États-Unis : Une battante du nom de Kamala Harris

KAMALADécidément, l’Amérique est un pays de paradoxes, un pays où on élit comme président un ancien acteur (Ronald Reagan), puis Jimmy Carter; un scientifique, pour continuer avec un président noir; Obama, en arriver à élire Trump; un raciste notoire et finir avec une vice-présidente d’origine indienne !

Une ascension fulgurante

Kamala Harris a bénéficié d’une ascension politique fulgurante après une solide performance comme procureur de San Francisco, puis de la Californie.

Comme Dick Cheney en son temps, elle pourrait bien s’avérer une vice-présidente d’influence.

« Si je suis la première femme à occuper ce poste, je ne serai pas la dernière. Car chaque petite fille regardant la télévision ce soir sait que dans ce pays, tout est possible. » C’est ainsi que Kamala Harris a conclu son discours avant de laisser l’estrade à Joe Biden, au cours de la double allocution que les deux candidats démocrates ont prononcée suite à la victoire de leur ticket lors de la présidentielle américaine. Avec l’élection de Joe Biden à la fonction suprême, sa colistière devient la première femme de l’histoire à occuper le poste de vice-présidente aux États-Unis.

Trois femmes avaient auparavant figuré sur un ticket présidentiel, sans jamais remporter l’élection : Géraldine Ferraro, colistière du démocrate Walter Mondale, vaincu par Ronald Reagan en 1984 ; Sarah Palin, colistière du républicain John McCain, vaincu par Obama en 2008 et Hillary Clinton, candidate démocrate battue par Donald Trump en 2016.

L’accession de Kamala Harris à la vice-présidence des États-Unis est d’autant plus historique qu’elle est également membre des communautés asio-américaine et afro-américaine.

Une enfance marquée par la contre-culture californienne

Elle est en effet née à Oakland, dans la baie de San Francisco, en 1964, d’un père jamaïcain et d’une mère immigrée indienne. Son prénom, qui signifie «fleur de lotus » en sanskrit et fait référence à une divinité hindoue, témoigne directement de ses origines maternelles.

Dans l’Amérique des années 1960, en plein bouillonnement culturel, ses deux parents sont des activistes convaincus, qui l’emmènent régulièrement aux marches données en soutien au Mouvement des Droits civiques.

Kamala Harris passe ses jeunes années à Berkeley, juste à côté d’Oakland, une ville étudiante alors en plein bouillonnement culturel et au cœur de l’activisme politique américain.
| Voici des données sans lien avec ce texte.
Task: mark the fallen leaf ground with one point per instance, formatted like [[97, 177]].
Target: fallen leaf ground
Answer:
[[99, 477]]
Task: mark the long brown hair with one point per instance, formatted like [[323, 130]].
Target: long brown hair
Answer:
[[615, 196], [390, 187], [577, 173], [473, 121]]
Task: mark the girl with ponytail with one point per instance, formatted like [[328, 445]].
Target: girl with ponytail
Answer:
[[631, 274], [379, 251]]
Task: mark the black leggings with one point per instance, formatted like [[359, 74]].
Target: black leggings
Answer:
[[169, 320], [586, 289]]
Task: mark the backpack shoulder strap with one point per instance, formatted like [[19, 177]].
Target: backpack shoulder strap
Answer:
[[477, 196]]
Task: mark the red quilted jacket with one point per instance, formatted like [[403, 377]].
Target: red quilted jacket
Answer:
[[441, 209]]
L’université de Berkeley constitue un terreau particulièrement fertile pour la contre-culture et la gauche américaine. D’importantes manifestations contre la guerre du Vietnam y éclatent en 1965, et le poète Beat Allen Ginsberg, compagnon de route de Jack Kerouac et militant communiste, vient régulièrement y donner des lectures. En 1966, le mouvement des Black Panthers est lancé à Oakland pour protester contre les injustices visant la communauté afro-américaine.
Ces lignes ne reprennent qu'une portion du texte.